Oscilar entre todo o nada. Entre hacer las cosas impecablemente, o zafarse de todo autocontrol y elegir el desastre. Suena agotante, y lo es. Pendular de un lado al otro es la realidad para todas aquellas mujeres que pelean diariamente con su alimentación. Hablo de romper una dieta con un bocado de más y gracias a ese “desliz”, darse permiso para comer como si no hubiera un mañana. Comer sin pensar y sin estar; simplemente, comer por comer. Comer para reencontrarse con algo, como una especie de liberación, un éxtasis.

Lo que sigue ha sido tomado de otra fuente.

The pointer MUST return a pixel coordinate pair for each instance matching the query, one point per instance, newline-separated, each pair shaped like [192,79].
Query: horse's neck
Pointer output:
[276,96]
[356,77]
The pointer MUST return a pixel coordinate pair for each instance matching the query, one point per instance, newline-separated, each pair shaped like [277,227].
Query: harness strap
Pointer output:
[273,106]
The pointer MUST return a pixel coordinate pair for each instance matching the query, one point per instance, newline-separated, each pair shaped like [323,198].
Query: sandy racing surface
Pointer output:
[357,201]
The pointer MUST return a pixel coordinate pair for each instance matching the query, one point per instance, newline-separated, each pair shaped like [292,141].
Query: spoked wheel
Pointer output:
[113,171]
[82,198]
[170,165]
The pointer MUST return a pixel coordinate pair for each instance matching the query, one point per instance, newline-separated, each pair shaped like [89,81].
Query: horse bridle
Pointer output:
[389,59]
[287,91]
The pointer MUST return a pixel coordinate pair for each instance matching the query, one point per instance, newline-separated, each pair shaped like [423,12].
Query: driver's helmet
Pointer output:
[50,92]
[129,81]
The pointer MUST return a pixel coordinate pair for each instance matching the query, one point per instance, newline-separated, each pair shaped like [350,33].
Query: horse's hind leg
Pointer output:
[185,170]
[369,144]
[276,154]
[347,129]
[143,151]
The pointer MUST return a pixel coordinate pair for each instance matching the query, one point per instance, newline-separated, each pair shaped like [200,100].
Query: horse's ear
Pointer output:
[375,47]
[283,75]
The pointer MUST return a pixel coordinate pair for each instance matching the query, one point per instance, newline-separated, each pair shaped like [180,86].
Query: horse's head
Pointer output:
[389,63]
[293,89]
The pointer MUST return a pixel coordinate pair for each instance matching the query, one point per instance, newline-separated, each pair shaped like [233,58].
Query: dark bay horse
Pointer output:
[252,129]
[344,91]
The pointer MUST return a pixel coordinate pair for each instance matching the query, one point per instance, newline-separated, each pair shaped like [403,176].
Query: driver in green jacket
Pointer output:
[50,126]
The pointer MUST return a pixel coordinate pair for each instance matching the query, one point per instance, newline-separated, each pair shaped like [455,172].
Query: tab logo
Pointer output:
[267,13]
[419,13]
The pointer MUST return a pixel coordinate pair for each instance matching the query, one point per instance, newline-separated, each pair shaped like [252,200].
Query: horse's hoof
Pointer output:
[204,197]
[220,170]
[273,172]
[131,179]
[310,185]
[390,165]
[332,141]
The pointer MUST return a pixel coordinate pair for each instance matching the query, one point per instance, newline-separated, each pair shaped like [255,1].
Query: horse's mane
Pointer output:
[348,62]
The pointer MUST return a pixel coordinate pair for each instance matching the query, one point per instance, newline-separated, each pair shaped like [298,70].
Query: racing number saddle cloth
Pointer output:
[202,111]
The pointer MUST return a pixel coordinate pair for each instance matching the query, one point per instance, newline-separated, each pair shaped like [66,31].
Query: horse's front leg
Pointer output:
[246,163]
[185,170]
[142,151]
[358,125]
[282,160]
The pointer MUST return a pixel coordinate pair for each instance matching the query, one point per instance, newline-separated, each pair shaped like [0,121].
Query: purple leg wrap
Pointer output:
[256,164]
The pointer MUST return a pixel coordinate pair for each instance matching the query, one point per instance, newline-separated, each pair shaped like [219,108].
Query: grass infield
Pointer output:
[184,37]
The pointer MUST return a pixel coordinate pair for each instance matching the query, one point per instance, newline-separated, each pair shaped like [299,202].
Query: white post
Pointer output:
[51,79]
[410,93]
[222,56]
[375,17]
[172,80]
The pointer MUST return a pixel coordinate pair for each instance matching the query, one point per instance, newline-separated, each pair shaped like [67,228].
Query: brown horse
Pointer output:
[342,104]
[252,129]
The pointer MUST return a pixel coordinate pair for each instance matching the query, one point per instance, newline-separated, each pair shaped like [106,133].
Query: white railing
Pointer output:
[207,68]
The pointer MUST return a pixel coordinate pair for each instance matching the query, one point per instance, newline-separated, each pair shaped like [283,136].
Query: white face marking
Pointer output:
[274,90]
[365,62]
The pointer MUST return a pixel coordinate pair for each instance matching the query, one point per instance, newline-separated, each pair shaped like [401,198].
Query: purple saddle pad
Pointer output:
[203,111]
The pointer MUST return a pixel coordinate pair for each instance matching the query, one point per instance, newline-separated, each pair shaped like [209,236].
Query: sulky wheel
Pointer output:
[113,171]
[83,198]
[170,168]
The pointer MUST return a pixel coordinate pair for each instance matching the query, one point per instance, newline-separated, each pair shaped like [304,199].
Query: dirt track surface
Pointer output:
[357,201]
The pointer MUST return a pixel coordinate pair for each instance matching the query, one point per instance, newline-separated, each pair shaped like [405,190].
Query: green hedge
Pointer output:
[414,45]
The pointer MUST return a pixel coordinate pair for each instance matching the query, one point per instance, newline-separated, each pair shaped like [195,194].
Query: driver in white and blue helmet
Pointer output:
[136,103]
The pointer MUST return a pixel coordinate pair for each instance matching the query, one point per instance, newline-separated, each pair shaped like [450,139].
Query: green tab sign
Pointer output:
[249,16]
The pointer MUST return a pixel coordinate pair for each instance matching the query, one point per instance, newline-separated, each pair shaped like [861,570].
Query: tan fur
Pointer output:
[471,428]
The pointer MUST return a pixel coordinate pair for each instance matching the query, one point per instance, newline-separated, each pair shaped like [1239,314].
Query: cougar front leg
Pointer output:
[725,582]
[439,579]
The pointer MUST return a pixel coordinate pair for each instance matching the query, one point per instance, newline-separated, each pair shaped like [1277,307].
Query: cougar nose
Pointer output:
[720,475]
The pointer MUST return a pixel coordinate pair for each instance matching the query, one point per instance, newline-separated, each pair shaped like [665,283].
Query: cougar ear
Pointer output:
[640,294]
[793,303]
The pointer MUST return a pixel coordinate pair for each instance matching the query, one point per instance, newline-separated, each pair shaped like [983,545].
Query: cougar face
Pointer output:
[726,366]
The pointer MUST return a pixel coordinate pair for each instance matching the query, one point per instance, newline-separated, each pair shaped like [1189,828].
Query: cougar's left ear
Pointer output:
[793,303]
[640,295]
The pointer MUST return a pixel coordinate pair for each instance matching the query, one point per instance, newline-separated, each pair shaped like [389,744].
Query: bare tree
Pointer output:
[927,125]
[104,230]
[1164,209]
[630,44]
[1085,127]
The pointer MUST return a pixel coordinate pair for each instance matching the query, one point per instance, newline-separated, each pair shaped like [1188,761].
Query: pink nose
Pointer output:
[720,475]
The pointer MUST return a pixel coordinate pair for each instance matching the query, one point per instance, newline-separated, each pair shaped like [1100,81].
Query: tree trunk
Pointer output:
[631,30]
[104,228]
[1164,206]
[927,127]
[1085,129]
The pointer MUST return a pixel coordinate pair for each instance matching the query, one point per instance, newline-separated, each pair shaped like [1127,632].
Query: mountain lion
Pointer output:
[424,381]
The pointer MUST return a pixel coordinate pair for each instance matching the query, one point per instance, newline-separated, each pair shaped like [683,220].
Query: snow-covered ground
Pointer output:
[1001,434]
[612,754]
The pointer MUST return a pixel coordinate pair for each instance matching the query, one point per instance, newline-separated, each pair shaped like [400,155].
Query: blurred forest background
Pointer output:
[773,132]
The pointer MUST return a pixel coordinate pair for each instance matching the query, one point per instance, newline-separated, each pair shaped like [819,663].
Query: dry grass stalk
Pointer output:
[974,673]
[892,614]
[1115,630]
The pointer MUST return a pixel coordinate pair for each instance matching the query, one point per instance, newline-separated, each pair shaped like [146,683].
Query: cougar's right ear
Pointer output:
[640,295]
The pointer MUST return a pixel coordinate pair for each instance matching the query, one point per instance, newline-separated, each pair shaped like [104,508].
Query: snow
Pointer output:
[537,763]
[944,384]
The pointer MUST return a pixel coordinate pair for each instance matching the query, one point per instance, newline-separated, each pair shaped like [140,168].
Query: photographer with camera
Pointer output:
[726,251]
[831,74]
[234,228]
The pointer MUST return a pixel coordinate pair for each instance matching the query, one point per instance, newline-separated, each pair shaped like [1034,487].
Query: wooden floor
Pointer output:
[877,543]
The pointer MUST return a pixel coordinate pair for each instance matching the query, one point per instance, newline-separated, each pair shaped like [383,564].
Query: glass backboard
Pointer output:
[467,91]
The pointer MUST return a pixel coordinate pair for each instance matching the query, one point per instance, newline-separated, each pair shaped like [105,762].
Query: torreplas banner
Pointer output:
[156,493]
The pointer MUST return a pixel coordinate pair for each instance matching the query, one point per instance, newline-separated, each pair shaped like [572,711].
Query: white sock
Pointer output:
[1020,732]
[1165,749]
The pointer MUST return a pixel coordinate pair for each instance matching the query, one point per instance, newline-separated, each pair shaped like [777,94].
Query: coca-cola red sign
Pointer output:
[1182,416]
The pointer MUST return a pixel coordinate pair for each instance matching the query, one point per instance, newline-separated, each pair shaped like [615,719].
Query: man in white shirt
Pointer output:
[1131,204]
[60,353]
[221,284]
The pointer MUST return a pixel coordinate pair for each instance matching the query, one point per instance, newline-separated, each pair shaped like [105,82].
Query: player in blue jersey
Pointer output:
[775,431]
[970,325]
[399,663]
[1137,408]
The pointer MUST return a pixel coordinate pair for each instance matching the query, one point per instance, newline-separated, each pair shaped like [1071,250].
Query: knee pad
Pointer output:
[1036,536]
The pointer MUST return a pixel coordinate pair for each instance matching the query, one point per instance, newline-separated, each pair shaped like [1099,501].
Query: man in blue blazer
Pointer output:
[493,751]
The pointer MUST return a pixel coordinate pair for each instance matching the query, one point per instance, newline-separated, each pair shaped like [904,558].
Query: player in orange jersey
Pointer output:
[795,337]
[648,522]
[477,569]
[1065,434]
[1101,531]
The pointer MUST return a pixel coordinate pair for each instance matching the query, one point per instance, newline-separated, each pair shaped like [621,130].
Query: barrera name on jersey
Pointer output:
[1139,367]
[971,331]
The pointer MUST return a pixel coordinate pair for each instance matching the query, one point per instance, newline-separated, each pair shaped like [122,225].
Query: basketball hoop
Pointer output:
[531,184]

Cuando la tensión del control se revienta (siempre lo hace), llega una nueva y liberadora oportunidad, con su alta dosis de alimentos “prohibidos”, culpa y vergüenza. Hablo de comer rápido y, muchas veces, a escondidas. De comer ponqué viejo y seco y pasarlo con todo el paquete de galletas.
Pero hacer esas cosas no es un gran misterio. Ninguna mujer que tenga atracones es deficiente de ninguna manera. Simplemente, es una faceta natural de la estricta auto vigilancia. En mi opinión, el control y el atracón son caras de una misma moneda. Una clienta me dice, mi atracón me sirve para no pensar. La entiendo. A veces, pensamos demasiado.
A nadie le gusta decir que tiene atracones. No son glamurosos. El autocontrol es mejor visto. Pero la realidad es que nadie está en control. Al menos no el tipo de control que inútilmente perseguimos. El único control posible viene de confiar, qué gran paradoja. Ese control es más como una declaración de fe, que cualquier otra cosa. De creer en la vida y en uno mismo. Es saber que todo está bien, que sabremos manejar cada situación, independientemente de lo que pase en los ires y venires de la vida.